Stanton, “İnsanlar çevre konusunda endişeli, ancak hayvan refahı konusundaki endişeleri daha güçlü” diyor ve nispeten daha pahalı olan kırmızı et için maliyetin de bir başka önemli faktör olduğuna dikkat çekiyor.

Seçim yapabileceğimiz çok sayıda bitki bazlı alternatif varken, bazı insanlar etsiz daha sağlıklı olduğunu düşündükleri için kırmızı etten uzaklaşıyor.

Stanton’a göre “Kırmızı etin sağlığa zararlı olduğu genel bir inanç var. Ancak durum o kadar da siyah beyaz değil.”

Stanton da dahil olmak üzere uzmanlar, kırmızı etin vücut tarafından kolayca emilen ve kullanılan vitamin ve minerallerin yanı sıra sağlığımızı destekleyen diğer besinler ve kimyasallar açısından zengin olduğunu vurguluyor.

Ancak aşırı tüketildiğinde kırmızı etin sağlığımız için iyi olmayabileceğine dair bazı kanıtlar var.

Bu nedenle, hükümetin önerileri kırmızı et veya işlenmiş et tüketimini günde en fazla 70 g (pişmiş ağırlık) ile sınırlamayı hedefliyor.

Kırmızı ette bulunan besinler

Protein

100 gramında yaklaşık 30 gram protein bulunan kırmızı et, mükemmel bir yüksek kaliteli protein kaynağı.

İngiliz Beslenme Vakfı’nda beslenme bilimcisi olan Bridget Benelam, “Yüksek kaliteli protein, vücudun üretemediği proteinlerin yapı taşları olan tüm hayati amino asitleri ihtiyacımız olan miktarda içerir” diyor.

Aslında Birçok gıda protein içeriyor, ancak proteinlerin türü, miktarı ve genel kalitesi değişiklik gösteriyor.

Stanton’a göre, kırmızı etle vücudumuzda doğru amino asit dengesini sağlıyoruz ve bu amino asitler daha sonra hem yapısal hem de haberci proteinleri oluşturuyor.

Haberci proteinler hücrelerimizin, dokularımızın ve organlarımızın iletişimini sağlarken, yapısal proteinler hücrelerimizin ve dokularımızın şekillenmesine yardımcı oluyor.

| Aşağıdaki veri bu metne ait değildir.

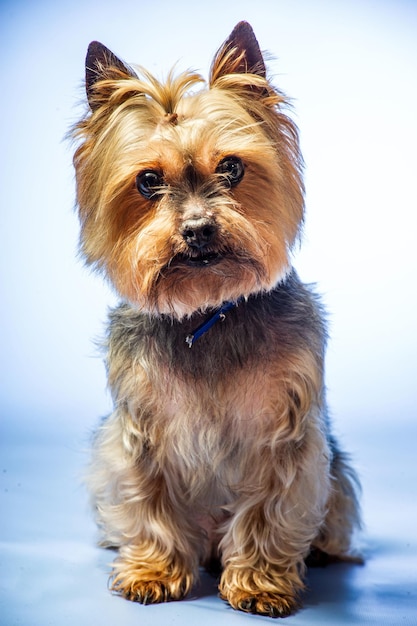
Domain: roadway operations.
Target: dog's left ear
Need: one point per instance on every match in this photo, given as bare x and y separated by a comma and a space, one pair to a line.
102, 64
240, 54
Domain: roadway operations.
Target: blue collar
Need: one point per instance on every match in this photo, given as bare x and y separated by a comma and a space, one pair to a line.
205, 326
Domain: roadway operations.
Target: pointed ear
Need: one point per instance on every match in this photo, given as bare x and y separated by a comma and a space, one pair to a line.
240, 54
101, 64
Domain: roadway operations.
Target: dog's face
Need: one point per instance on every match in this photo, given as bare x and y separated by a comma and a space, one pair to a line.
187, 200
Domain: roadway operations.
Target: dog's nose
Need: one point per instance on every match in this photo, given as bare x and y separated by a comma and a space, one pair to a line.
199, 232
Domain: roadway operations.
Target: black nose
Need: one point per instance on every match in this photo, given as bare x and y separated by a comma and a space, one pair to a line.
198, 232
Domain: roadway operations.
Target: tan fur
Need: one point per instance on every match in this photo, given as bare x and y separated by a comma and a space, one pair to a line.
223, 450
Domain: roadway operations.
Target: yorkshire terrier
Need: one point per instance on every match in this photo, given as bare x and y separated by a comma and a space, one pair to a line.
219, 447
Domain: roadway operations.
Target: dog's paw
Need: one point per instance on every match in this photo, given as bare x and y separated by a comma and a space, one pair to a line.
140, 582
263, 593
263, 603
151, 591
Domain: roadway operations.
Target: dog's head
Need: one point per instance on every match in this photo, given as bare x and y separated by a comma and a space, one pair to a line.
188, 197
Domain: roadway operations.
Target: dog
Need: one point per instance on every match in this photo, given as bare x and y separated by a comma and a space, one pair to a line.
219, 449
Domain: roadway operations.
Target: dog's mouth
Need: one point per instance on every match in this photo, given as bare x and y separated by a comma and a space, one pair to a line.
196, 259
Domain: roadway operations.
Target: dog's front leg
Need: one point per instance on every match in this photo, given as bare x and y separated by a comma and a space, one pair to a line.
141, 511
273, 523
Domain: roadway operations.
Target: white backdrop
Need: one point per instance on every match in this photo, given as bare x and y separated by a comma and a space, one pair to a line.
350, 67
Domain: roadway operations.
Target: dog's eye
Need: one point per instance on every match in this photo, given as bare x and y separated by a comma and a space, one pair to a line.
232, 169
148, 183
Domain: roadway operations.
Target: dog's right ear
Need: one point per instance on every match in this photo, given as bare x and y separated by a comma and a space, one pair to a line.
102, 64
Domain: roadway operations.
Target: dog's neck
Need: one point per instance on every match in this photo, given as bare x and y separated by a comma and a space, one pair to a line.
218, 315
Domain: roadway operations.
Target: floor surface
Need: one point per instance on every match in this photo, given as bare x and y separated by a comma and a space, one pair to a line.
52, 573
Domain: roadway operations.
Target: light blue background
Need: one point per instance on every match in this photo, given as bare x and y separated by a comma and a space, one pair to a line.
351, 69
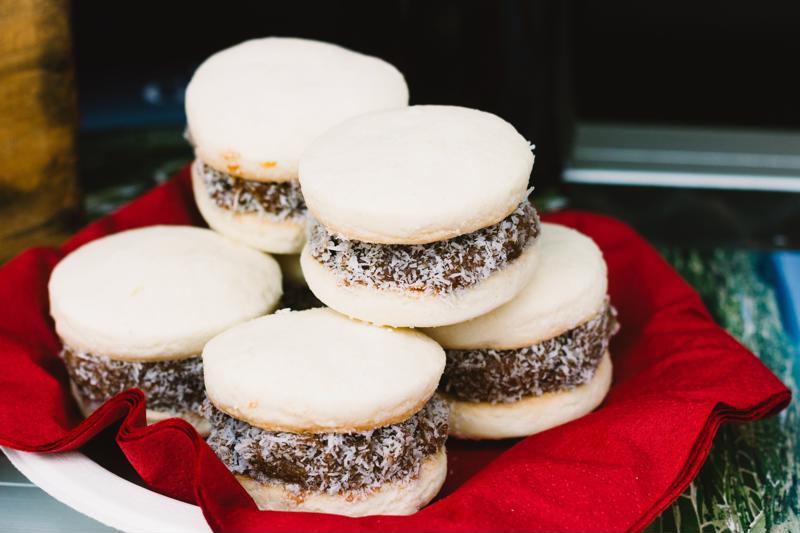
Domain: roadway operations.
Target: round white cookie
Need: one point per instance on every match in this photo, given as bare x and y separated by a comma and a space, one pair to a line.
416, 175
414, 308
253, 108
318, 371
158, 293
394, 498
567, 289
534, 414
261, 232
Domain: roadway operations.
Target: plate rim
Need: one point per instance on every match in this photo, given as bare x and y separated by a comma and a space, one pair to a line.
78, 482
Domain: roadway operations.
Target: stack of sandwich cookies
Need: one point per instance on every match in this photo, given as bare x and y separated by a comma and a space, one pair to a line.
540, 360
134, 310
253, 108
313, 411
421, 215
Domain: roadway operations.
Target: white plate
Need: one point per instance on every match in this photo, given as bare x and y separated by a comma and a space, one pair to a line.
77, 481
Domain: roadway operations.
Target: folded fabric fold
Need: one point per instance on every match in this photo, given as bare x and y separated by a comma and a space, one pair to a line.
677, 377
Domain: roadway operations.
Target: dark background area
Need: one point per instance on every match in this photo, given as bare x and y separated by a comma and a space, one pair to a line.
537, 63
542, 65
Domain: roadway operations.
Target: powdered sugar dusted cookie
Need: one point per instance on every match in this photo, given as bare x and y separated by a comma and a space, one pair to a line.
316, 411
134, 310
568, 288
422, 215
253, 109
541, 359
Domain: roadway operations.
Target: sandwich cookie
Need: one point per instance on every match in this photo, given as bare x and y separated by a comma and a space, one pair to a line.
253, 108
421, 215
313, 411
540, 360
133, 310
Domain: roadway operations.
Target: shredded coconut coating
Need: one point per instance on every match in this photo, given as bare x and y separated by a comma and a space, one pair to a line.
557, 364
175, 386
434, 268
280, 200
333, 463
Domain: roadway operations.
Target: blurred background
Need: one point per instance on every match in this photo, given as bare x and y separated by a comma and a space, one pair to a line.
679, 117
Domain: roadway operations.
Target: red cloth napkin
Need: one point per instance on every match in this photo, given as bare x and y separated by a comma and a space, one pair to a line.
677, 377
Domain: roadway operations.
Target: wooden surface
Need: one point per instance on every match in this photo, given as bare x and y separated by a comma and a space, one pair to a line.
38, 116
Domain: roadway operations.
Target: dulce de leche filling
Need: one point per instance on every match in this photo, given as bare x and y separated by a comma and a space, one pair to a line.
281, 200
333, 463
174, 386
557, 364
434, 268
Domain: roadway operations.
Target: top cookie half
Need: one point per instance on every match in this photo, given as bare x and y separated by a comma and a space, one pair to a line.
416, 175
253, 108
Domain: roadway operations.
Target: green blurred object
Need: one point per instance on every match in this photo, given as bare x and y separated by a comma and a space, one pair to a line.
752, 477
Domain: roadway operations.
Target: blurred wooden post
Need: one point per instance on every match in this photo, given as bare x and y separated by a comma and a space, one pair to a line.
38, 119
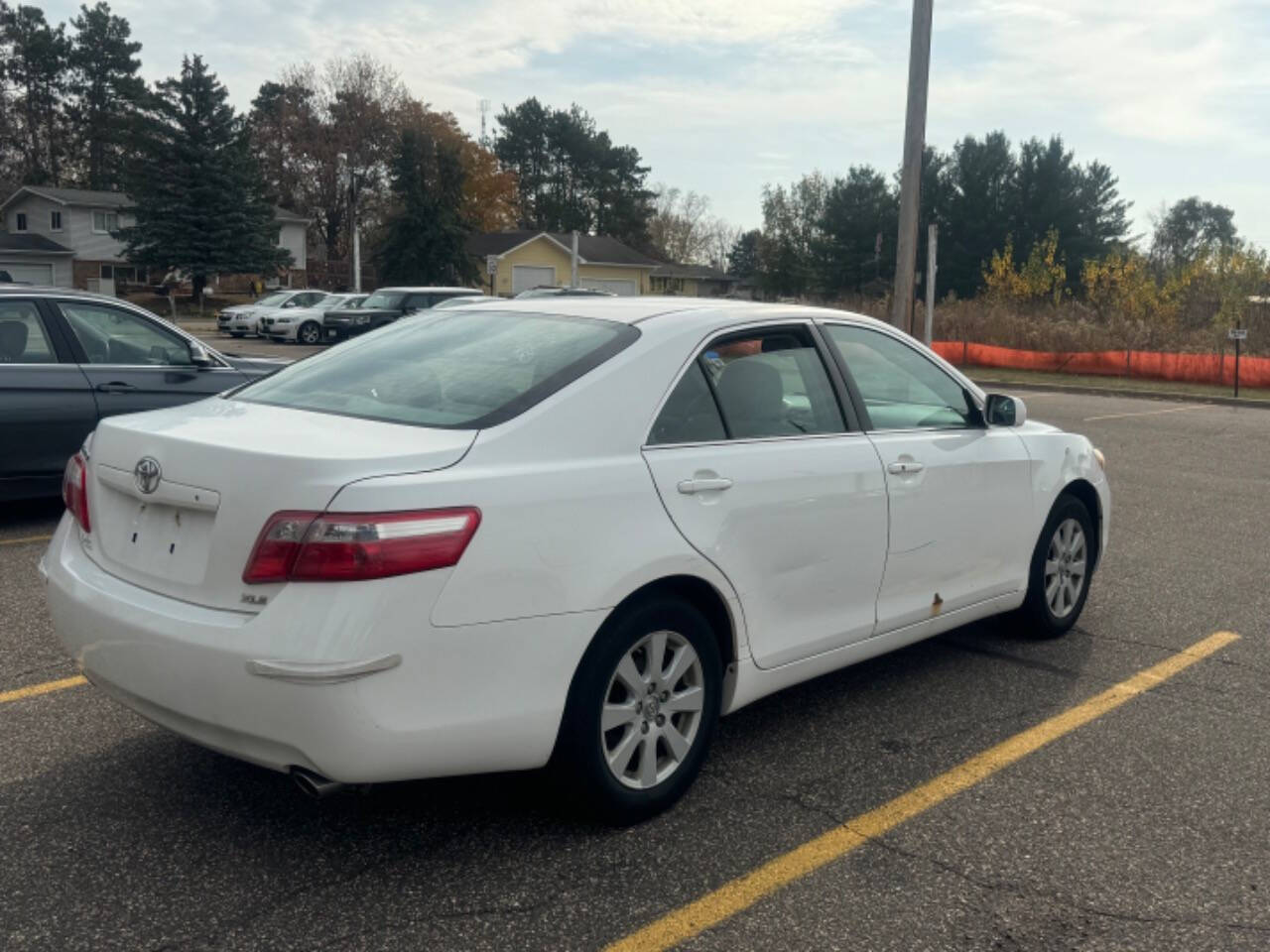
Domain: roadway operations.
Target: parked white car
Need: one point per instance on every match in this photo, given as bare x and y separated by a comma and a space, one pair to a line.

Vücudumuzun yüksek kaliteli proteine ihtiyacı var ve bu özellikle çocukluk ve hamilelik gibi önemli yaşam evrelerinde çok önemli.

Diyetimize baklagiller ve kuruyemişleri dikkatlice dahil edersek, bitkisel gıdalardan tüm amino asitlerin doğru dengesini alabiliriz.

BDA (İngiltere Diyetisyenler Derneği) şu tavsiyede bulunuyor:

“Protein açısından zengin gıdalar tüketerek protein ihtiyacınızı kolayca karşılayabilirsiniz. Bunlar arasında mercimek, fasulye, nohut, tohumlar, kuruyemişler ve kuruyemiş ezmeleri (örneğin fıstık ezmesi), tofu bulunur. Yumurta ve süt ürünleri de tüketiyorsanız bunlar da iyi kaynaklardır.”

Demir

Kırmızı et, kırmızı kan hücrelerinin oluşumu için önemli bir besin olan demirin zengin bir kaynağı.

Stanton, kırmızı ette bulunan demir türünün (heme demir) özellikle faydalı olduğunu söylüyor. Vücudun bu demir türünü 5 kat daha fazla emdiğine vurgu yapıyor.

Bitkisel gıdalar heme demir içermez, daha da önemlisi bazıları heme demirin emilimini azaltan fitat adı verilen kimyasallar içerir. Örneğin, baklagiller demire bağlanarak emilimini engelleyen fitat içerir.

Vegan ve vejeteryanların et yiyenlerle aynı miktarda demir tüketmelerine rağmen, kanlarında daha az demir bulunduğuna dair kanıtlar mevcut.

BDA şu tavsiyede bulunuyor:

“Bitkisel kaynaklı demiri, hayvansal protein içeren gıdalar ve C vitamini içeren gıdalarla birlikte tüketmek, vücudun demiri emmesine yardımcı olabilir.”

Ancak, yüksek düzeyde heme demir tüketimi, kardiyovasküler hastalık riskinin artmasıyla ilişkilendiriliyor.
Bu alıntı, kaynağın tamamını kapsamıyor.